I went with Diaphora because it is more advanced than BinDiff and allows for easy pseudo-code level comparisons. The primary binaries I diff'd were:

  1. IEFRAME.dll - This is what executed the URL protocol for ".cpl".
  2. URLMON.dll - This is what had the CAB file extraction exploit.

Reversing Microsoft's Patch: IEFRAME

Once I diff’d the updated and unpatched binary, I found ~1000 total differences, but only ~30 major changes. One function that had heavy changes and was associated with the CPL exploit was _AttemptShellExecuteForHlinkNavigate.

Pseudocode Diff of _AttemptShellExecuteForHlinkNavigate

In the old version of IEFRAME, this function simply used ShellExecuteW to open the URL protocol with no verification. This is why the CPL file extension was processed as a URL protocol.

In the new version, they added a significant number of checks for the URL protocol. Let’s compare the differences.

Patched _AttemptShellExecuteForHlinkNavigate Pseudocode
New IsValidSchemeName Function

In the patched version of _AttemptShellExecuteForHlinkNavigate, the primary addition that prevents the use of file extensions as URL Protocols is the call to IsValidSchemeName.

This function takes the URL Protocol that is being used (i.e ".cpl") and verifies that all characters in it are alphanumerical. For example, this exploit used the CPL file extension to trigger the INF file. With this patch, ".cpl" would fail the IsValidSchemeName function because it contains a period which is non-alphanumerical.

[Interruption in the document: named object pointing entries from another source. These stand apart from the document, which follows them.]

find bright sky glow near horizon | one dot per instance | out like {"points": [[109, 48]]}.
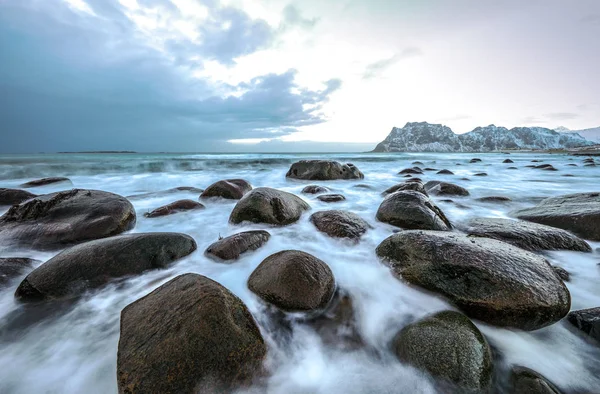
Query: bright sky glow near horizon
{"points": [[195, 75]]}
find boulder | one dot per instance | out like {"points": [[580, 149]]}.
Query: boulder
{"points": [[93, 264], [14, 196], [578, 213], [230, 248], [64, 218], [45, 181], [525, 235], [587, 320], [438, 188], [449, 347], [489, 280], [293, 281], [191, 335], [174, 207], [526, 381], [416, 186], [410, 209], [331, 198], [11, 267], [231, 189], [314, 189], [266, 205], [323, 170], [340, 224]]}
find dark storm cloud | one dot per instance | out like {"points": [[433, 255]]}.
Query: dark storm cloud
{"points": [[73, 82]]}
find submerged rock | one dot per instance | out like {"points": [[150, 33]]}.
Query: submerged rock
{"points": [[93, 264], [14, 196], [65, 218], [579, 213], [232, 189], [340, 224], [448, 346], [489, 280], [190, 335], [230, 248], [293, 281], [266, 205], [45, 181], [174, 207], [525, 235], [323, 170], [410, 209]]}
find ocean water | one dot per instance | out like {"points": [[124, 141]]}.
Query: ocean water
{"points": [[73, 348]]}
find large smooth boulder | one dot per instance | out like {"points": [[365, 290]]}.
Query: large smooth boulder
{"points": [[449, 347], [191, 335], [174, 207], [578, 213], [438, 188], [64, 218], [230, 248], [45, 181], [489, 280], [271, 206], [232, 189], [340, 224], [526, 235], [411, 209], [93, 264], [323, 170], [526, 381], [11, 267], [293, 281], [587, 320], [14, 196]]}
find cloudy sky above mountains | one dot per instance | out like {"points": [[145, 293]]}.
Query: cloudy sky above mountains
{"points": [[259, 75]]}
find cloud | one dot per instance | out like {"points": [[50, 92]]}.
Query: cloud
{"points": [[375, 69]]}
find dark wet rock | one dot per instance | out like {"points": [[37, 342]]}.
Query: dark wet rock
{"points": [[526, 381], [489, 280], [410, 209], [69, 217], [340, 224], [494, 199], [414, 170], [416, 186], [587, 320], [93, 264], [231, 189], [45, 181], [174, 207], [438, 188], [293, 281], [323, 170], [190, 335], [271, 206], [230, 248], [314, 189], [11, 267], [448, 346], [562, 273], [578, 213], [14, 196], [526, 235], [331, 198]]}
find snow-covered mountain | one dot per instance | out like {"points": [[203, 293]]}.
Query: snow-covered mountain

An important factor to note is that this patch for using file extensions as URL Protocols only applies to MSHTML. File extensions are still exposed for use in other attacks against ShellExecute, which is why I wouldn't be surprised if we saw similar techniques in future vulnerabilities.

Reversing Microsoft's Patch: URLMON

I performed the same patch diffing on URLMON and found a major change in catDirAndFile. This function was used during extraction to generate the output path for the INF file.

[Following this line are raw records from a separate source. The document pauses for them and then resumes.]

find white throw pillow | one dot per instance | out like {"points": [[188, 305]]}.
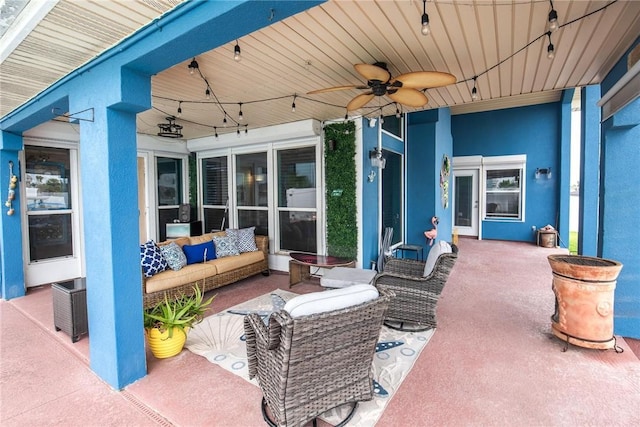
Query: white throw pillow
{"points": [[441, 247], [334, 299]]}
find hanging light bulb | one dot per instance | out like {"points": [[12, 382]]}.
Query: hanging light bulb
{"points": [[425, 30], [551, 52], [553, 18], [193, 66], [474, 91], [236, 52]]}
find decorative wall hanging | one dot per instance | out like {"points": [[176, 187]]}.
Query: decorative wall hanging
{"points": [[13, 182], [445, 171]]}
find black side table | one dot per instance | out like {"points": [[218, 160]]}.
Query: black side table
{"points": [[412, 248], [70, 307]]}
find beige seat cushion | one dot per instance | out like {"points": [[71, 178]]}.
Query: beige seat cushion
{"points": [[188, 274], [234, 262]]}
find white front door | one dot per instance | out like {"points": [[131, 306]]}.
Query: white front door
{"points": [[52, 245], [465, 201]]}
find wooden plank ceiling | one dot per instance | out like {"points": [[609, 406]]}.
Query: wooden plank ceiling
{"points": [[500, 42]]}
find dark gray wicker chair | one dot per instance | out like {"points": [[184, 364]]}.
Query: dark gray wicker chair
{"points": [[310, 364], [414, 306]]}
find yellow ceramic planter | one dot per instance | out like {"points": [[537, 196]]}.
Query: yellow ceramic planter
{"points": [[162, 346]]}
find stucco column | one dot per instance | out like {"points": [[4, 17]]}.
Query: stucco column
{"points": [[108, 168], [589, 171], [11, 269]]}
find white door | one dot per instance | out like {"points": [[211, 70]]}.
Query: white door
{"points": [[465, 201], [52, 244]]}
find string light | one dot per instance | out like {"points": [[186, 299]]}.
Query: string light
{"points": [[236, 52], [551, 52], [553, 18], [425, 30]]}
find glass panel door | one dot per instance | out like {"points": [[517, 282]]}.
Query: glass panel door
{"points": [[252, 192], [392, 195], [50, 196], [465, 202], [215, 193]]}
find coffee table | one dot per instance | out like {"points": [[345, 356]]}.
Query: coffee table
{"points": [[300, 265]]}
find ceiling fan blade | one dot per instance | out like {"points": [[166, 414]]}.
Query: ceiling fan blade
{"points": [[409, 97], [373, 72], [336, 88], [359, 101], [425, 79]]}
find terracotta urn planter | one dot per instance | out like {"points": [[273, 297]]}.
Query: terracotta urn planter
{"points": [[584, 289]]}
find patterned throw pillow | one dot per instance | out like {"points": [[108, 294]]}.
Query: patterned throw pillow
{"points": [[225, 246], [151, 259], [201, 252], [245, 238], [174, 256]]}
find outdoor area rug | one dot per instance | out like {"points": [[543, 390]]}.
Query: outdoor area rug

Patched catDirAndFile Pseudocode

The patch for the CAB extraction exploit was extremely simple. All Microsoft did was replace any instance of a forward slash with a backslash. This prevents the INF extraction exploit of the CAB file because backslashes are ignored for relative path escapes.

Abusing CVE-2021-40444 in Internet Explorer

Although Microsoft's advisory covers an attack scenario where this vulnerability is abused in Microsoft Office, could we exploit this bug in another context?

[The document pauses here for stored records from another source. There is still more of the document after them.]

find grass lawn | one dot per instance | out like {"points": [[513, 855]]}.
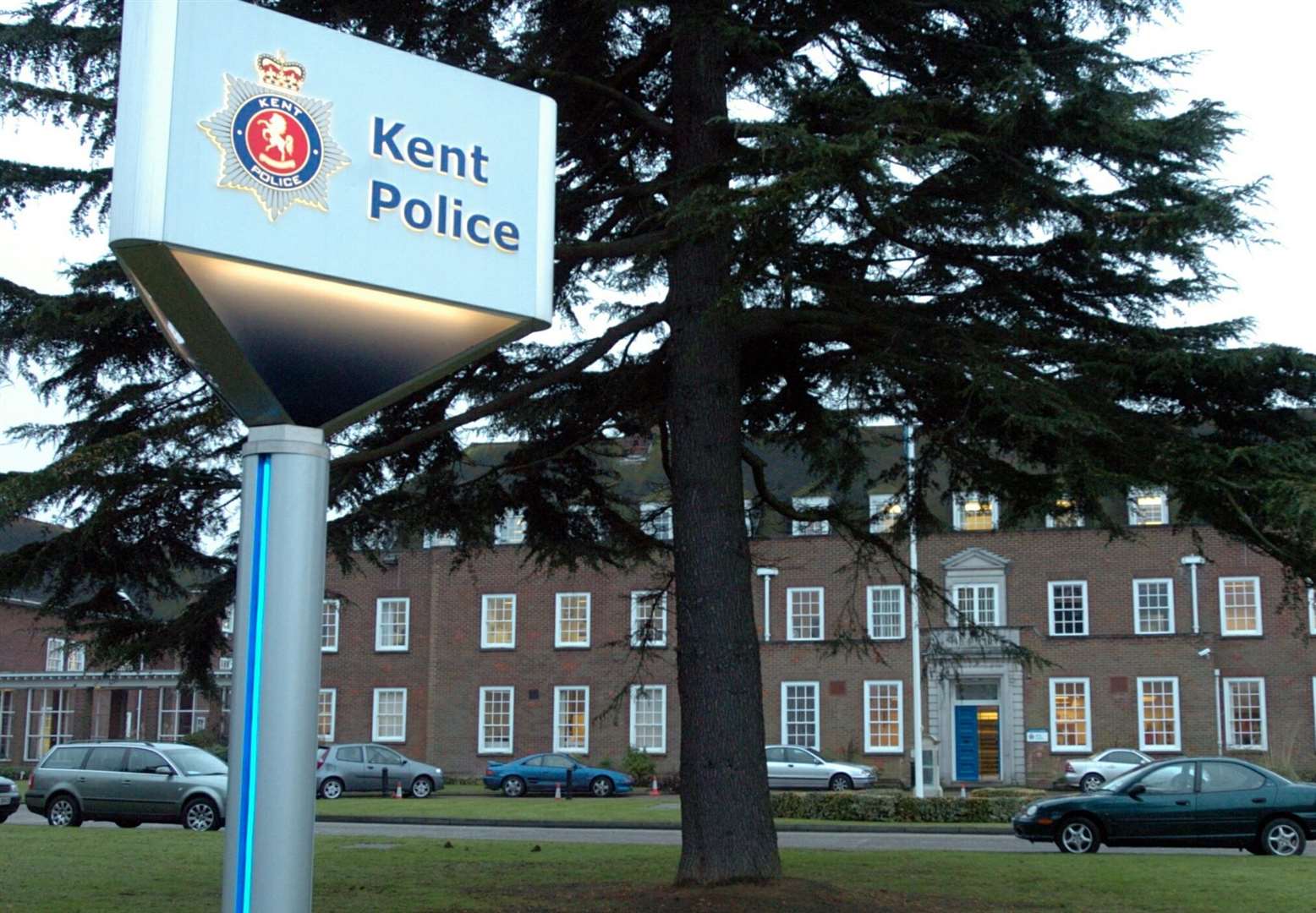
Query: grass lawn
{"points": [[172, 871]]}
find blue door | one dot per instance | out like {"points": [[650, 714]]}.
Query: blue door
{"points": [[966, 744]]}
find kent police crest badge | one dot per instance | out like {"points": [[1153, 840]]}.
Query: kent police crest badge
{"points": [[274, 142]]}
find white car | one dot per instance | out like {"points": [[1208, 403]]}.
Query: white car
{"points": [[1088, 774], [792, 768]]}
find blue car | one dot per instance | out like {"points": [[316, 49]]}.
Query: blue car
{"points": [[545, 774]]}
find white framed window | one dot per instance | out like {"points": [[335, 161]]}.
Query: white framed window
{"points": [[975, 513], [572, 628], [497, 621], [392, 625], [1245, 714], [649, 719], [329, 626], [50, 716], [1159, 713], [1072, 716], [1067, 615], [883, 717], [388, 716], [883, 512], [811, 527], [1149, 506], [977, 604], [496, 721], [1240, 607], [328, 711], [886, 613], [511, 529], [572, 719], [648, 619], [1153, 605], [800, 713], [804, 613], [655, 520]]}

Since Microsoft Office uses the same engine Internet Explorer uses to display web pages, could CVE-2021-40444 be abused to gain remote code execution from a malicious page opened in IE? When I tried to visit the same payload used in the Word document, the exploit did not work "out of the box", specifically due to an error with the pop up blocker.

IE blocks .cpl popup

Although the CAB extraction exploit was successfully triggered, the attempt to launch the payload failed because Internet Explorer considered the ".cpl" exploit to be creating a pop up.

Fortunately, we can port the .cpl exploit to get around this pop up blocker relatively easily. Instead of creating a new page, we can simply redirect the current page to the ".cpl" URL.

function redirect() {
    //
    // Redirect current window without creating new one,
    // evading the IE pop up blocker.
    //
    window.location = ".cpl:../../../AppData/Local/Temp/Low/msword.inf";
    document.getElementById("status").innerHTML = "Done";
}

//
// Trigger in 500ms to give time for the .cab file to extract.
//
setTimeout(function() {
    redirect()
}, 500);

With the small addition of the redirect, CVE-2021-40444 works without issue in Internet Explorer. The complete code for this ported HTML/JS payload can be found here.

Conclusion

CVE-2021-40444 is in fact compromised of several vulnerabilities as we investigated in this blog post. Not only was there the initial step of extracting a malicious file to a predictable location through the CAB file exploit, but there was also the fact that URL Protocols could be file extensions.

In the latest patch, Word still executes pages with JavaScript if you use the MHTML protocol. What’s frightening to me is that the entire attack surface of Internet Explorer is exposed to attackers through Microsoft Word. That is a lot of legacy code. Time will tell what other vulnerabilities attacker's will abuse in Internet Explorer through Microsoft Office.